Les médecins, majoritairement hostiles au tiers payant généralisé, se disent satisfaits de la décision du Conseil constitutionnel. Selon Claude Leicher, le président du principal syndicat de généralistes, MG France, c’est surtout le tiers payant pour la part complémentaire qui posait problème, à cause de la multiplicité des organismes d’assurance maladie complémentaires : il existe 600 mutuelles, institutions de prévoyance et assurances. "Les médecins pratiquent déjà très largement le tiers payant pour la partie sécurité sociale", a-t-il souligné vendredi dans Europe Midi. "Lorsque vous avez un seul interlocuteur et que cet interlocuteur vous paye effectivement - ce n’est encore pas tout à fait le cas - les médecins ne sont pas réticents à faire le tiers payant."

Pour les médecins, le tiers payant pour la partie complémentaire est un surcroît de travail et un casse-tête administratif. Claude Leicher insiste : "ce n’est pas le principe du tiers payant qui pose problème, c’est de devenir dépendant de 600 contacts qui sont les mutuelles complémentaires, qui ne sont pas organisées entre elles, qui ne sont pas organisées avec les régimes obligatoires… Et qui nous demandent de vérifier la carte de mutuelle, de taper à la main le numéro de mutuelle, de vérifier éventuellement sur un serveur que c’est la bonne mutuelle, et ensuite d’envoyer non pas une, mais deux factures !".
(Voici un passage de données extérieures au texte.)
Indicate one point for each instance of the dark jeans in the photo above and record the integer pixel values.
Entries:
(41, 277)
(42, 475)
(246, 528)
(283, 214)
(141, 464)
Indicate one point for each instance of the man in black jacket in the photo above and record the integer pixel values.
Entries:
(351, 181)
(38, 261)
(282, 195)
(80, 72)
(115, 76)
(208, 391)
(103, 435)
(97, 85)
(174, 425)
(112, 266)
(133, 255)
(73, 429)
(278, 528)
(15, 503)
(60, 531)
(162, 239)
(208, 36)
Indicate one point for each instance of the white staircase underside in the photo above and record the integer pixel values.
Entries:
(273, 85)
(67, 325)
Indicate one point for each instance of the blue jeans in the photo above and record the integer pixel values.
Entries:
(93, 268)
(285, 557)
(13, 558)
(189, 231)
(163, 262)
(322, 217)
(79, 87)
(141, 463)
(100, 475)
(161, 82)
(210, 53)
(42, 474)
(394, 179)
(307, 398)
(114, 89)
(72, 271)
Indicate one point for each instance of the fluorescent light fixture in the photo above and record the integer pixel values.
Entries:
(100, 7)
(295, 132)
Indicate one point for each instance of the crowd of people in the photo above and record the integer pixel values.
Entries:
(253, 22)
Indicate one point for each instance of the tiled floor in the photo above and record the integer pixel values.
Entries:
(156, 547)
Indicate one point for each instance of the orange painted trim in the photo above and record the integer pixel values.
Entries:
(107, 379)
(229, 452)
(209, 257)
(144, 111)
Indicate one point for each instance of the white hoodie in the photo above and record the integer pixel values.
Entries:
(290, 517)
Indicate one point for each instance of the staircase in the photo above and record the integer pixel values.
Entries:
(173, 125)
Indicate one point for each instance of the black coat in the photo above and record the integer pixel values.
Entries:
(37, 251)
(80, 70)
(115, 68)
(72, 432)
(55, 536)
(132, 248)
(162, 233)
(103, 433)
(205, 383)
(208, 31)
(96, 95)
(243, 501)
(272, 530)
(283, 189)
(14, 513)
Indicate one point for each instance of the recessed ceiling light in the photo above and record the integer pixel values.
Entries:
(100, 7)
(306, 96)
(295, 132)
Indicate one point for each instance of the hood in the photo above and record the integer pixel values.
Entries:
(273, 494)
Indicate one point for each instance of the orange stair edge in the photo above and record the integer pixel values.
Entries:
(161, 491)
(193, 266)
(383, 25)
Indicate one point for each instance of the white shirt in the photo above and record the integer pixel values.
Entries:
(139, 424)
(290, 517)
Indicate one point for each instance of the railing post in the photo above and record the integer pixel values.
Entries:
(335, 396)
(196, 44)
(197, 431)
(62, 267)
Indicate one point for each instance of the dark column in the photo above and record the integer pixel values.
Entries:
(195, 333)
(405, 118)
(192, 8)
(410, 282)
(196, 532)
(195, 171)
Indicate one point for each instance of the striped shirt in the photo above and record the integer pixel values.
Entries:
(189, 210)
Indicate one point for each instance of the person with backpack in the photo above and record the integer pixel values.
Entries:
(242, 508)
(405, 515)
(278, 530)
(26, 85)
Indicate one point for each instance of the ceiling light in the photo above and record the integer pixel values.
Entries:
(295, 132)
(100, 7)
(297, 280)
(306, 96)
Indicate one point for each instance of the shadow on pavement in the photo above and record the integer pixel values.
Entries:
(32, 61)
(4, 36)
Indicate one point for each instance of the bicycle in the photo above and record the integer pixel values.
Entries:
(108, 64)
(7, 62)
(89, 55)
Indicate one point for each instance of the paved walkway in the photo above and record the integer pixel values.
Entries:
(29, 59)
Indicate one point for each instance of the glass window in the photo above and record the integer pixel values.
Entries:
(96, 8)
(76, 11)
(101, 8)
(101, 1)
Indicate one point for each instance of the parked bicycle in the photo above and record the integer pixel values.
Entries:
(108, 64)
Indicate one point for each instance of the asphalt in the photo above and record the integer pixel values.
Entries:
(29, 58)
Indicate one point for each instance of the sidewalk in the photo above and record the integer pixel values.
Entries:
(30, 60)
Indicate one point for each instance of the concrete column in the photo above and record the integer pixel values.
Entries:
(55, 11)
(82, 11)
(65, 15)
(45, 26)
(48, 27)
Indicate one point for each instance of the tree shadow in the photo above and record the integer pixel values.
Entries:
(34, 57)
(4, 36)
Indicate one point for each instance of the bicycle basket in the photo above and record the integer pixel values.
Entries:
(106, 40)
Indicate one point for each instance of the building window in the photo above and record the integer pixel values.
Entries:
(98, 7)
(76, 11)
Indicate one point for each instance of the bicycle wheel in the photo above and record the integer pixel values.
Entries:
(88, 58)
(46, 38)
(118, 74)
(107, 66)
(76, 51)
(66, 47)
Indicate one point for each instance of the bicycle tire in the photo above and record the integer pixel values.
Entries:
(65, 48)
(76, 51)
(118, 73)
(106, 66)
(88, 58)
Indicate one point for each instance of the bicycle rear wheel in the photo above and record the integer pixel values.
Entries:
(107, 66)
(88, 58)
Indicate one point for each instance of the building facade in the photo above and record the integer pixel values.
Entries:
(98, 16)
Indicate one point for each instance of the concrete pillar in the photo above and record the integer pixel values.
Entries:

Un rapport avait été initialement commandé pour le 30 octobre 2015 sur la mise en place d’un guichet unique pour rembourser les médecins. Il devrait finalement être remis au plus tard un mois après la promulgation de la loi Santé. Son objectif : trouver une solution technique "permettant d’adresser aux professionnels de santé ayant fait ce choix un flux unique de paiement". Selon Les Echos, un accord entre l'Assurance maladie et les organismes complémentaires a été trouvé dans ce rapport, qui serait presque terminé. Chacun traitera ses dossiers dans deux "systèmes d'information" différents, "reliés à un concentrateur de flux". Les médecins seront donc remboursés au sein d'un seul guichet, ce qui leur évite un trop grand nombre de démarches, expliquait vendredi le site du quotidien économique.

Autre inquiétude des médecins : les délais de remboursement des frais que les patients d’avanceront plus. En mars 2015, la ministre de la Santé s’était voulue rassurante à ce sujet. "La loi prévoira une garantie de paiement aux professionnels, dans un délai maximum de sept jours pour les feuilles de soins électroniques", avait annoncé la ministre, qui prévoyait des pénalités versées aux médecins en cas de retard.